NeMo 2.0 is an experimental feature and currently released in the dev container only: nvcr.io/nvidia/nemo:dev. Please refer to NeMo 2.0 overview for information on getting started.

Framework Inference

For DreamBooth, the inference script generates images from text prompts defined in the config file, similar to section 5.7.3. Note that, dreambooth is a fine-tuning model based on diffusion models to link a special token with certain subject, so make sure the special token you trained on is included in the text prompt. For example, a photo of sks dog sleeping.

To enable the inference stage with DreamBooth, configure the configuration files:

  1. In the defaults section of conf/config.yaml, update the fw_inference field to point to the desired DreamBooth inference configuration file. For example, if you want to use the dreambooth/text2img.yaml configuration, change the fw_inference field to dreambooth/text2img.

    defaults:
      - fw_inference: dreambooth/text2img
      ...
    
  2. In the stages field of conf/config.yaml, make sure the fw_inference stage is included. For example,

    stages:
      - fw_inference
      ...
    
  3. Configure prompts and num_images_per_prompt fields of conf/fw_inference/dreambooth/text2img.yaml.
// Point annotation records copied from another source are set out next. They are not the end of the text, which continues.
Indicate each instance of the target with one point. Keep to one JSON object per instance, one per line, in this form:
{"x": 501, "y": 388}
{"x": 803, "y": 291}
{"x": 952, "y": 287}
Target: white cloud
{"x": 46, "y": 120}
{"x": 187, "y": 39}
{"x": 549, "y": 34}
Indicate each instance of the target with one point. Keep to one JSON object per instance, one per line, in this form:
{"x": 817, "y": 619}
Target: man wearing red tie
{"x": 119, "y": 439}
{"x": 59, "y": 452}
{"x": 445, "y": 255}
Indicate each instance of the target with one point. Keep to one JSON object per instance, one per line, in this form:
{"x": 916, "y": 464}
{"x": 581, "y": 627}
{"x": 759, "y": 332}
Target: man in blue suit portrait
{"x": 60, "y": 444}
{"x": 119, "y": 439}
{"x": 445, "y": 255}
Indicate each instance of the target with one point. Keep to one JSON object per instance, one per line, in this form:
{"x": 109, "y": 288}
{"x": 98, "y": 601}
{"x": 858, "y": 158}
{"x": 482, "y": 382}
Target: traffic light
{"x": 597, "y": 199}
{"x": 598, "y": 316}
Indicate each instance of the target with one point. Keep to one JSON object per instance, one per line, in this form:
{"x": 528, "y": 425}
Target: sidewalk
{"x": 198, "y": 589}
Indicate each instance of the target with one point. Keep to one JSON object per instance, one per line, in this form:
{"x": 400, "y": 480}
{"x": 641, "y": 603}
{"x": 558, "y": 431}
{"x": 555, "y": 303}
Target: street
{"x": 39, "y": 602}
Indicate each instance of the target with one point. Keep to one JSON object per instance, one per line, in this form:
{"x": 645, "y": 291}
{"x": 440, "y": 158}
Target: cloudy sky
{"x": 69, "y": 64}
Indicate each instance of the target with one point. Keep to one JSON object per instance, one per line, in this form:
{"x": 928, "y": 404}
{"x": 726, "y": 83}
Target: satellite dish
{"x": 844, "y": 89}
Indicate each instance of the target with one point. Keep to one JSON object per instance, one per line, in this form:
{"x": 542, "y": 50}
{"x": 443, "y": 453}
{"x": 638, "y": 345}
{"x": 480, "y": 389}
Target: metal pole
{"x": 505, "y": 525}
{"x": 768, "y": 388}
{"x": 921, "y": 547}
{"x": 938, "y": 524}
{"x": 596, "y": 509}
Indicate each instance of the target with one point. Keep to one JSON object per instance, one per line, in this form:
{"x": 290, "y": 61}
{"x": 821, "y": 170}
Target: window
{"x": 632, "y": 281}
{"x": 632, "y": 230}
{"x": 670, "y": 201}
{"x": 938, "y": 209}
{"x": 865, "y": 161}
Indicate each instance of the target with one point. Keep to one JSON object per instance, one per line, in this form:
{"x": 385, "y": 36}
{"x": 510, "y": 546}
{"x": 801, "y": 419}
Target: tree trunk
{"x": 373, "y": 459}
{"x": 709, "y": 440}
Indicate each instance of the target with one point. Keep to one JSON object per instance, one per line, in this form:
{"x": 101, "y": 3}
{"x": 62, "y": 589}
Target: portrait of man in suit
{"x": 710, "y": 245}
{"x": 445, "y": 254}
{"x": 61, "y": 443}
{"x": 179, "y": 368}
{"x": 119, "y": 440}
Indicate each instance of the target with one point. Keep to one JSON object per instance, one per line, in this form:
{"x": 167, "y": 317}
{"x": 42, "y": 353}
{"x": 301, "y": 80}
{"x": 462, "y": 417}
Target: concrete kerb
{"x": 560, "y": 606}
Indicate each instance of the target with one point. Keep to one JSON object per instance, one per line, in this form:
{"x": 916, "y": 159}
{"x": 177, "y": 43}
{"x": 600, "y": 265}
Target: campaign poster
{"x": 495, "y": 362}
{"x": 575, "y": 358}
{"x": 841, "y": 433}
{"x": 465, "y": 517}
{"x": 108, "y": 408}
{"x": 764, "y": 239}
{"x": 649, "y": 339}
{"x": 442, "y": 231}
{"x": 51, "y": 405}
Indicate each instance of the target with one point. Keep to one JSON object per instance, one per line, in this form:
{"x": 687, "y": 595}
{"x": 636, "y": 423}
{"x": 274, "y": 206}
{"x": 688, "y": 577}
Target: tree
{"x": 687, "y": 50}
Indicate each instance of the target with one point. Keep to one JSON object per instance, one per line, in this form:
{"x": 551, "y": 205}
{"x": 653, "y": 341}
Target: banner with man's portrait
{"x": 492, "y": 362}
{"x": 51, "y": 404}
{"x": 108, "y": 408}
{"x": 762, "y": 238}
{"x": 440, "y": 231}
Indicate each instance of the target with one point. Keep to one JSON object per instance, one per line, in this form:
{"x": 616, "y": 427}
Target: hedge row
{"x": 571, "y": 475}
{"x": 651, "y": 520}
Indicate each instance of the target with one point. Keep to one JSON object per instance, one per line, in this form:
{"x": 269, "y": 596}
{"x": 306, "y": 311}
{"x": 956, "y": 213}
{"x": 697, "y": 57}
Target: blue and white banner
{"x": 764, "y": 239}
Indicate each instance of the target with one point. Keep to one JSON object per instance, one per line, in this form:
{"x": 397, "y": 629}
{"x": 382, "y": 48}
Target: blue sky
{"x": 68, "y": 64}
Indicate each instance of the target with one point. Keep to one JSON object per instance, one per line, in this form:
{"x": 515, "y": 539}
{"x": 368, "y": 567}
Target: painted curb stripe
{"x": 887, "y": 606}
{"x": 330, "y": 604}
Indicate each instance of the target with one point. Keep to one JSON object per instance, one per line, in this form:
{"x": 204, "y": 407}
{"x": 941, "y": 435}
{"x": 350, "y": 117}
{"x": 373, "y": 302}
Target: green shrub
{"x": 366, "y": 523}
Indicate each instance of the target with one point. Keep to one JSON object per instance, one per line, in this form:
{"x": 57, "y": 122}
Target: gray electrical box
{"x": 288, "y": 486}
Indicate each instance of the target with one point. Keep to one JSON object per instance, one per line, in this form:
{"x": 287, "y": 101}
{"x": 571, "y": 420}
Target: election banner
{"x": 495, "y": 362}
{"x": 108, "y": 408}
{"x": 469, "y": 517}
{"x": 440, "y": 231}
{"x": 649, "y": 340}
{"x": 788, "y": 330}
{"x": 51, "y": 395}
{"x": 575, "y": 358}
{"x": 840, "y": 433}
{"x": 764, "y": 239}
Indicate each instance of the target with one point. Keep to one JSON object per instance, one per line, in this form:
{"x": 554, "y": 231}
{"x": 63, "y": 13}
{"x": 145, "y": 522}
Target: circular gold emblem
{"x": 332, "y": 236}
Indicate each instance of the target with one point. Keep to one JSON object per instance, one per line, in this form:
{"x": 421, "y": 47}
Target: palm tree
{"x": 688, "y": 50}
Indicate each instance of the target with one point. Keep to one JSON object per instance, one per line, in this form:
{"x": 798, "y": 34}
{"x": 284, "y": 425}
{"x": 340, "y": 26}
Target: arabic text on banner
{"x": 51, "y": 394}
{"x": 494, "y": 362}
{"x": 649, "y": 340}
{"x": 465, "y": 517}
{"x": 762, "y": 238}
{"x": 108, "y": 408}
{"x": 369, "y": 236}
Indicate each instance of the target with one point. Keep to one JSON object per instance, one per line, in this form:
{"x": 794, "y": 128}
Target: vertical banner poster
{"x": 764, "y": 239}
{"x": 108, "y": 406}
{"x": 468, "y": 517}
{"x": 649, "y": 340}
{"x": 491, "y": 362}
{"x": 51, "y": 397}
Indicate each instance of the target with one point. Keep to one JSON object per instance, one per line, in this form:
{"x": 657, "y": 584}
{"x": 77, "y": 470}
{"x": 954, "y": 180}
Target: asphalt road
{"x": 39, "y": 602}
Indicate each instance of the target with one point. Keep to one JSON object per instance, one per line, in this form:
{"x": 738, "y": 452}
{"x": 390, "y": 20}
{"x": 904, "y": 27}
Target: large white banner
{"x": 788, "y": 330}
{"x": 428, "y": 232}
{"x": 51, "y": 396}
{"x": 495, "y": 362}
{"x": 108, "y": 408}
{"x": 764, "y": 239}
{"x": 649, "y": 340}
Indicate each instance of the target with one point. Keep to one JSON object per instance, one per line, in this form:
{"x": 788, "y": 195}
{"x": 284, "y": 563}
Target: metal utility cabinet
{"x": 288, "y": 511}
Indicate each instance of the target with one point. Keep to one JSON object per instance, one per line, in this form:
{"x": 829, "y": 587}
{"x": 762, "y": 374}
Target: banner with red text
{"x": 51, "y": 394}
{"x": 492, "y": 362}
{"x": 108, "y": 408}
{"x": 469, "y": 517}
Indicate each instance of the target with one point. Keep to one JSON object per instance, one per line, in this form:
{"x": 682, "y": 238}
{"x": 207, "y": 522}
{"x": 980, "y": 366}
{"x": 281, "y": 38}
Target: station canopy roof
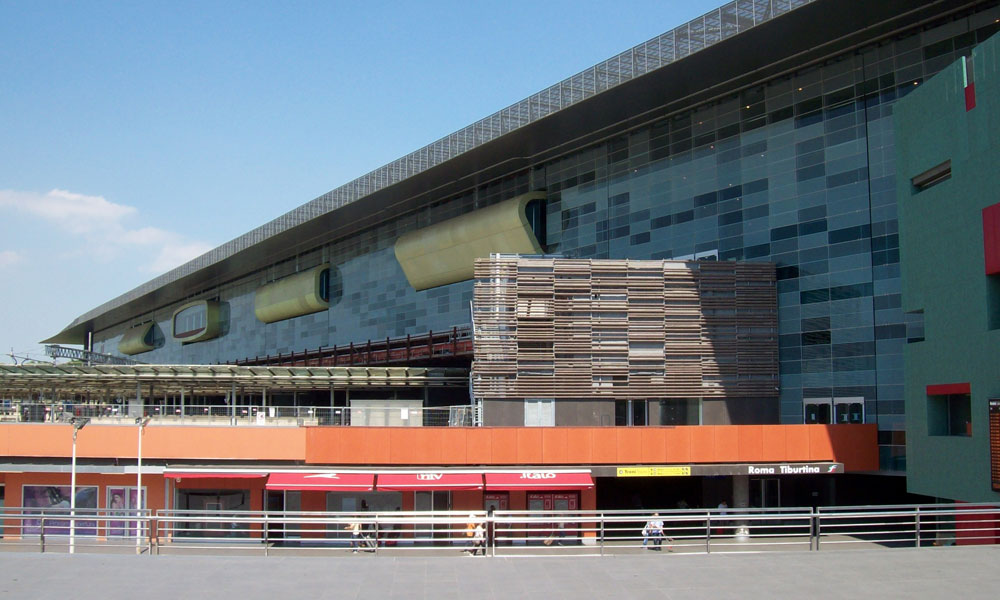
{"x": 208, "y": 379}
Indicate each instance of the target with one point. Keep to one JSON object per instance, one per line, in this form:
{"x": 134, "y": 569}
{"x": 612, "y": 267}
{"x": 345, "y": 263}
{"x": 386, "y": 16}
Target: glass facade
{"x": 797, "y": 170}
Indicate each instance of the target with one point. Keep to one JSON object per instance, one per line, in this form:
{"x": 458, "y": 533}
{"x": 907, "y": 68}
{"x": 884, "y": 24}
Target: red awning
{"x": 429, "y": 480}
{"x": 212, "y": 475}
{"x": 539, "y": 480}
{"x": 328, "y": 482}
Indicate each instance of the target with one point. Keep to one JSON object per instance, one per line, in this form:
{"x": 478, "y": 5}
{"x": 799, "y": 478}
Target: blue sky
{"x": 137, "y": 135}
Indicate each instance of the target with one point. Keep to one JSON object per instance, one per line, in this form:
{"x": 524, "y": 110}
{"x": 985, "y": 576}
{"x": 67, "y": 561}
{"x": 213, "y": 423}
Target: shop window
{"x": 817, "y": 410}
{"x": 680, "y": 411}
{"x": 849, "y": 410}
{"x": 949, "y": 414}
{"x": 535, "y": 213}
{"x": 539, "y": 412}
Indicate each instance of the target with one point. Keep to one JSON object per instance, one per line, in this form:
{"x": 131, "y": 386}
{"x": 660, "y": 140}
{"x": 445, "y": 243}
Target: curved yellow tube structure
{"x": 446, "y": 252}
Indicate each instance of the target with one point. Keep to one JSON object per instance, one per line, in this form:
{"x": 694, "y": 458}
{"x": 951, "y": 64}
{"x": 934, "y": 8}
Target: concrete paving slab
{"x": 967, "y": 572}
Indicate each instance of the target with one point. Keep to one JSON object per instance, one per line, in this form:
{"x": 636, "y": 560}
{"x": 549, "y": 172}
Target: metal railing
{"x": 223, "y": 414}
{"x": 508, "y": 533}
{"x": 60, "y": 529}
{"x": 391, "y": 351}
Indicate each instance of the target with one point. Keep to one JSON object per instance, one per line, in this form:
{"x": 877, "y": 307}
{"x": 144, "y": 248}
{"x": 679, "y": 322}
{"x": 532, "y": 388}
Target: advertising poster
{"x": 53, "y": 501}
{"x": 121, "y": 504}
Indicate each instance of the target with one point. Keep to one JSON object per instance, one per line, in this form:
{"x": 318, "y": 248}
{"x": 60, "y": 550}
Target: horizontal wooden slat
{"x": 573, "y": 328}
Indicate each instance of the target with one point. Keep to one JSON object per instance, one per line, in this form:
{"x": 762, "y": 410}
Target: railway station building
{"x": 672, "y": 278}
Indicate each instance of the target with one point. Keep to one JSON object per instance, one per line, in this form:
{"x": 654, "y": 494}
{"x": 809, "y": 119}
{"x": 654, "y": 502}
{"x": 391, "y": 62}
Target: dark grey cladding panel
{"x": 640, "y": 85}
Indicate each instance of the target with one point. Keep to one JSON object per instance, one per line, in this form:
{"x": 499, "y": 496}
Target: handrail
{"x": 399, "y": 350}
{"x": 509, "y": 532}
Set model.restore_from_path to the ckpt generated from dreambooth training.

Remarks:

Please refer to DreamBooth Training , the inference stage of DreamBooth should be conducted subsequent to the DreamBooth conversion process. This conversion transforms the DreamBooth ckpt into a ‘.nemo’ format and meanwhile remapping the parameter keys into Stable Diffusion style, allowing for a consistent inference pipeline.